For clients that have elected the “Income” Australian equity option we have bought Transurban, funded by the sale of Coca Cola Amatil.

Purchase of Transurban (TCL)

Transurban is a major toll road operator with six motorway concessions in Australia and the three in the USA. The concessions grant the company the right to operate the roads and collect tolls for a predetermined amount of time. Concessions in Australia have a weighted average remaining life of circa 23 years, while the concessions in the USA are extremely long at 75 years or more. The latter may however end earlier without a significant improvement in traffic volumes.

We like the Company due to:

  • Its high quality Australian assets which form the backbone of Melbourne’s and Sydney’s motorway networks;
  • The company’s income stream is defensive, benefitting from an improving economy via upside through traffic growth while inflation protection is provided by toll’s increasing annually in line with inflation or at an agreed fixed rate;
  • Its expected advantage over other potential investors in terms of new asset opportunities as an owner operator given its ability to fractionalize overhead and tolling systems across a broader network; and
  • Attractive organic growth opportunities via initiatives like road widening.

We had previously owned Transurban but sold it largely on concern that the expected traffic growth from the Hills M2 upgrade would not materialise. The most recent quarterly traffic statistics however seem to indicate that our concerns were misplaced with traffic growth gaining momentum in 2Q14.

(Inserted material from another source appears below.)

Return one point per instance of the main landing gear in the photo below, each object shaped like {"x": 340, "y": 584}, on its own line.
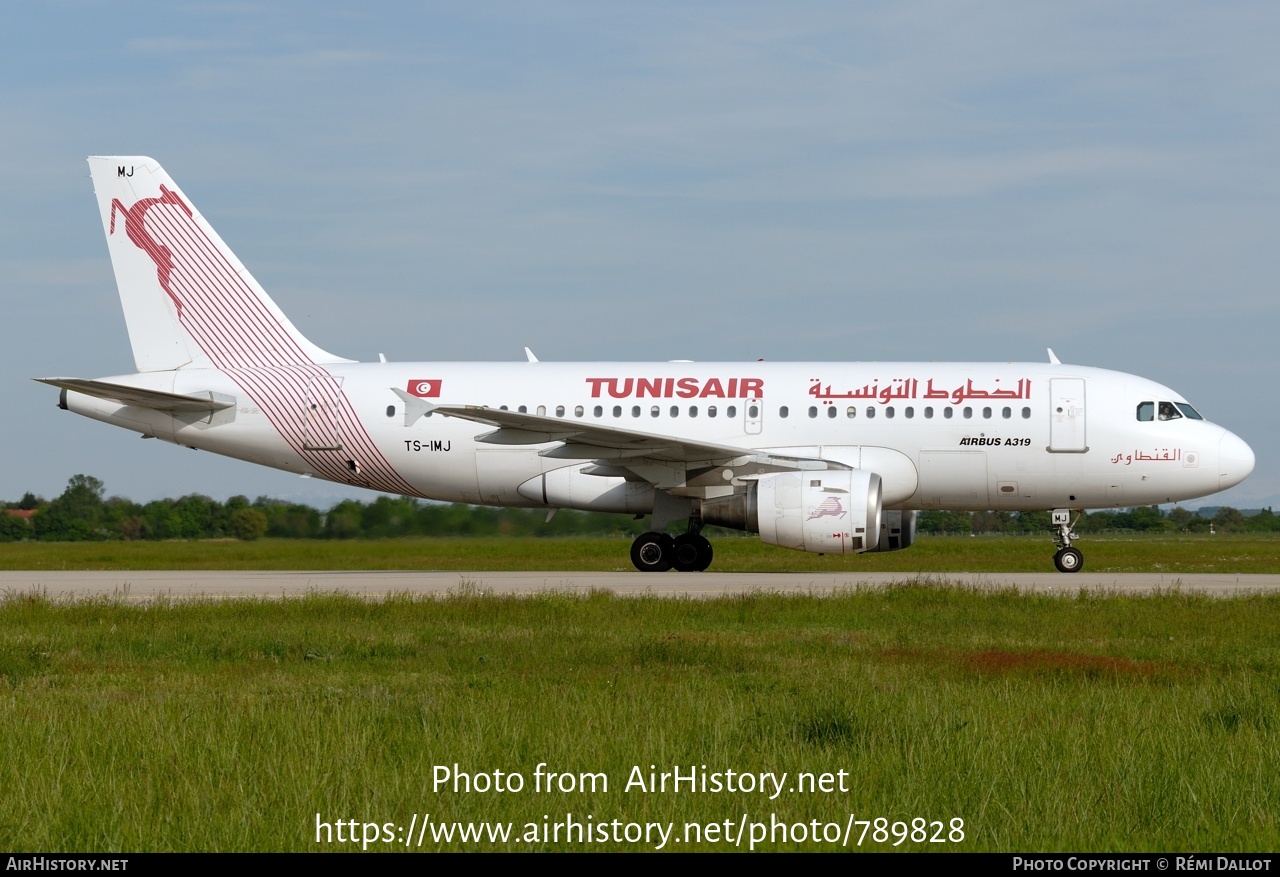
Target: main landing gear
{"x": 1066, "y": 560}
{"x": 658, "y": 552}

In essence we view Transurban as a defensive exposure with a reasonable yield growing solidly.

Sale of Coca-Cola Amatil (CCL)

Coca-Cola is one of the largest bottlers of non-alcoholic ready-to-drink beverages in the Asia-Pacific region and one of the world’s top five Coca-Cola bottlers. The company manufactures, sells and distributes a diversified range of products including carbonated soft drinks, water, sports and energy drinks, fruit juice, flavoured milk, coffee and packaged ready-to-eat fruit and vegetable products.

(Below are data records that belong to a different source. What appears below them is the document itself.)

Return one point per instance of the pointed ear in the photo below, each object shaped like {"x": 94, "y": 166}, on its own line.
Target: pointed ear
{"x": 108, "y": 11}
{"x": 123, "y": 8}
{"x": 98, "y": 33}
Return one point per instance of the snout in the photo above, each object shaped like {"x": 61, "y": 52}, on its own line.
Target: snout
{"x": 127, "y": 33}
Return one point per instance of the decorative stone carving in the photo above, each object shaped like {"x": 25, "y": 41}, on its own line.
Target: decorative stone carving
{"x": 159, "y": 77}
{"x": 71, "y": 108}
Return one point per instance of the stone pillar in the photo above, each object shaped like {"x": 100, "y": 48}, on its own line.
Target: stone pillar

With the company’s shares currently trading at a premium to the broader market at 16.5x FY14 estimated earnings based on Bloomberg consensus, we are concerned about a possible P/E de-rating at the upcoming reporting season should there be another earnings miss.

An Earnings Disappointment is Possible due to the following:

  • Ongoing price competition from Pepsi is expected to keep pressure on revenue growth and margins;
  • The Asahi/Indofood joint venture to manufacture and sell non-alcoholic beverages in Indonesia could hamper Coca-Cola’s growth in this market which is considered a key driver of the company’s future growth;
  • Carbonated drinks in which Coca-Cola is the clear market leader is losing fridge space in supermarkets and convenience stores, primarily to energy drinks and water which is a category
  • It is relatively weaker in. Given that the convenience/single-serve products are much higher margin than the take-home product, the negative impact on earnings could be greater than the loss of sales;
  • And Decreasing capex-driven efficiency gains.